Wind / Solar / Hydro: these are supplementary sources of power.
Their economics are quickly and dramatically improving and are becoming competitive with traditional sources. The trouble is, if you have a couple of cloudy days, you’re out of luck. These technologies can significantly reduce our carbon reliance, but they will never be a full replacement. You need something more reliable. To think that we spend a few billion each year on R&D in this area while we spend over hundreds of billions annually support a war in the middle east to secure our oil supply is patently absurd.
Let’s spend $50 billion per year for a few years and see where that gets us. A heck of a lot further than we’ve gotten in Iraq, that’s for sure.
Nuclear power: I’m a nuclear engineer by training, so I speak with some authority on this subject. Nuclear power is the most environmentally friendly source of energy of the main “base load” alternatives. It’s incredibly safe. It has no carbon footprint. And the waste issue is completely solvable. On that topic, we need a combination of reprocessing (where a lot of the longer-lived radioisotopes are recycled) and a long-term storage facility.
This is an area that the private utilities are drying to fund. It’s just that the regulatory situation is such that if they spend $3-5 billion building one of these plants, there is still a risk that environmentalists will try to tie up the startup of the plant in the courts for years, driving them into bankruptcy.
So, basically, the government doesn’t need to fund these plants. But it does need to provide the utilities with a guarantee that if the plants are built according to the proper safety regulations and oversight, they will be allowed to operate.
Fusion power: Fusion is said to be “30 years from commercialization and it always will be.” Well, get it right one day. Just don’t hold your breath.
So how do we start?
I mean, it’s only the fate of the world and the survival of humanity that rests in the balance. OK, maybe I’m being a little overly dramatic. But, really, what did were they thinking when they cut down that tree?

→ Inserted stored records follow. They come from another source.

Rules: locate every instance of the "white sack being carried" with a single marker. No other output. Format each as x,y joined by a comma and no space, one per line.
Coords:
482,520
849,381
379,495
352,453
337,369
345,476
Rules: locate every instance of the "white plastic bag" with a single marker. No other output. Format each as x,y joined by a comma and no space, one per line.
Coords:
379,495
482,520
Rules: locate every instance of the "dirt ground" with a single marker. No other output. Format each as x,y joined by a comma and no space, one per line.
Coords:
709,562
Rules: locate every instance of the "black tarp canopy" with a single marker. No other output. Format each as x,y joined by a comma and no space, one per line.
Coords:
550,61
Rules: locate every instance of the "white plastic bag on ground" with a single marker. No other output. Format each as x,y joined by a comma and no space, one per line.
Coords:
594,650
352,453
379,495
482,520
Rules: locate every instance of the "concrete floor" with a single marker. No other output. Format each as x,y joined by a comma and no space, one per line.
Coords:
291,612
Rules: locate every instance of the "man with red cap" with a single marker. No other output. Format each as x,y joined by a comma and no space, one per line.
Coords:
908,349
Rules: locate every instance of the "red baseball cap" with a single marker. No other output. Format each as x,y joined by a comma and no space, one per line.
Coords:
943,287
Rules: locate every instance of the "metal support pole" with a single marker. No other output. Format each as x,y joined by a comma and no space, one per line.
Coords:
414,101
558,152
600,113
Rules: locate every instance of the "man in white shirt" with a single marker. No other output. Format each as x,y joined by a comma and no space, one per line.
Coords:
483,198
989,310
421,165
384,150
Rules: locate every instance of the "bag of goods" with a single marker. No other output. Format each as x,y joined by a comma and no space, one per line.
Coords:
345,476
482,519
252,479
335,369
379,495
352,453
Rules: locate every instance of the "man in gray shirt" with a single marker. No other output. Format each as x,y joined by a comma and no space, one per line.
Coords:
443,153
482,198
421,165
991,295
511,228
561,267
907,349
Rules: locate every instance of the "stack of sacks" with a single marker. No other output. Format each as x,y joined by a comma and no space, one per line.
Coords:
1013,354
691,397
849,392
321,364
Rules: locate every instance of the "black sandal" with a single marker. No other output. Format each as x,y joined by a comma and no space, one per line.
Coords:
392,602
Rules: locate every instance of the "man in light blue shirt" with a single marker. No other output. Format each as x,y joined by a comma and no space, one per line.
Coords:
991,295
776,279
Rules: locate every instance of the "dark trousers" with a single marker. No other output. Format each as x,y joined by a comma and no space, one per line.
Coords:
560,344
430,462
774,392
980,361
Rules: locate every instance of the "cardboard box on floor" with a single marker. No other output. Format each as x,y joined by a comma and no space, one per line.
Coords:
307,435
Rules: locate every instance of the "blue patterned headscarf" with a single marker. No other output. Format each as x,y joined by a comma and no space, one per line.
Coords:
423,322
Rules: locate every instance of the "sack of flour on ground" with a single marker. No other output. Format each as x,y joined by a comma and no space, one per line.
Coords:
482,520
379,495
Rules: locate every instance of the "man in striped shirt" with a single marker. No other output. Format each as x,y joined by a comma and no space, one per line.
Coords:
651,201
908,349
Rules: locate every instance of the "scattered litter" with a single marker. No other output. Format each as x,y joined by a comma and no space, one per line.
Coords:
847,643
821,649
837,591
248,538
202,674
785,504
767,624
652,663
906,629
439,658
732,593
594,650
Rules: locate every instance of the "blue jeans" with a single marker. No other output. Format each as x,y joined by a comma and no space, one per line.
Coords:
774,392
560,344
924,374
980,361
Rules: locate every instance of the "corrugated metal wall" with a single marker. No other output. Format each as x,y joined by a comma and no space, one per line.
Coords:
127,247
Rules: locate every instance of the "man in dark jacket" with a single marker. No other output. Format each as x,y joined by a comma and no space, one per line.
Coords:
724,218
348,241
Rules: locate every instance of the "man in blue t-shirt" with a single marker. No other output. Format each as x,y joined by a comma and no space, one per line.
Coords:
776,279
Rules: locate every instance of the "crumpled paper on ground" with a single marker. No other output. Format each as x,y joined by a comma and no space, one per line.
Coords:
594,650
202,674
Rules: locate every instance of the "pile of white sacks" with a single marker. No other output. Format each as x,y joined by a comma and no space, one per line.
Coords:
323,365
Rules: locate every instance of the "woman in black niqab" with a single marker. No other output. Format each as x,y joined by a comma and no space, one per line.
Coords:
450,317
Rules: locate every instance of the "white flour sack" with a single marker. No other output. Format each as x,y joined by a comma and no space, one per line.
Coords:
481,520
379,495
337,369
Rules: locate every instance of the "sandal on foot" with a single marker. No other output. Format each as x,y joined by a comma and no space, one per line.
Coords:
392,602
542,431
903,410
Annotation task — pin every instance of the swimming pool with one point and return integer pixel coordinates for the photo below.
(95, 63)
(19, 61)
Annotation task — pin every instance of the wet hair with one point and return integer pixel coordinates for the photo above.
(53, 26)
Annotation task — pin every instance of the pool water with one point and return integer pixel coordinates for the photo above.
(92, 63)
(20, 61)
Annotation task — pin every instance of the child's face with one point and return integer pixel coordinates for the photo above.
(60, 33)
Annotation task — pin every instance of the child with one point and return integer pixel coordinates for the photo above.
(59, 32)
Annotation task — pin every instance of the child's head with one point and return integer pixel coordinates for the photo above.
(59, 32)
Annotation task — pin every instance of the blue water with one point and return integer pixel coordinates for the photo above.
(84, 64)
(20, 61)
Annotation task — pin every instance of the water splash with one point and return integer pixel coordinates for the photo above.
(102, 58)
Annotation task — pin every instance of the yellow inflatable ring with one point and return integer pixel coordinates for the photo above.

First, we need to implement these measures on a mass scale in the United States. And quickly. For a country of our wealth, we could make massive improvements in the coming decade. At the same time, were going to develop a leading position in the technology behind these solutions that we can export internationally. That’s good for us and our businesses.
But we cant just do this unilaterally. China and India, with over 2 billion people between them, will eventually dwarf the carbon footprint of the US. It is said that China builds a coal power plant every week. So the US needs to stop spending its political and economic capital on unpopular wars and start showing REAL global leadership and influencing the rest of the world to take the same measures.
There is one issue here. US industry benefited dramatically over the last 100 years from lax environmental regulation. Its not exactly fair to deny developing economies such rapid growth by imposing hugely costly regulations on them. There needs to be some fair incentive system that allows them to grow quickly while profiting from implementing environmental controls. One model is the trading of pollution credits. There are others. All should be considered.
Look, Im a pragmatist. And you should be too. There should be no ivory towers in this debate. Were not all going to stop driving cars. Were not going back to caves. Lets get over that right now. But what we can do is dramatically reduce our energy consumption and emissions.
The technology is here. We CAN do it now. Its a choice, but one we have to take now. If we fail to act, over the next 20-30-40 years, well probably be OK. But 50-100 years down the road, our grandchildren are going to be saying, “what do you think they were thinking when they voted down the law requiring higher gas mileage for automobiles?
Maybe the Easter Islanders just didn’t know, but our grandparents did.”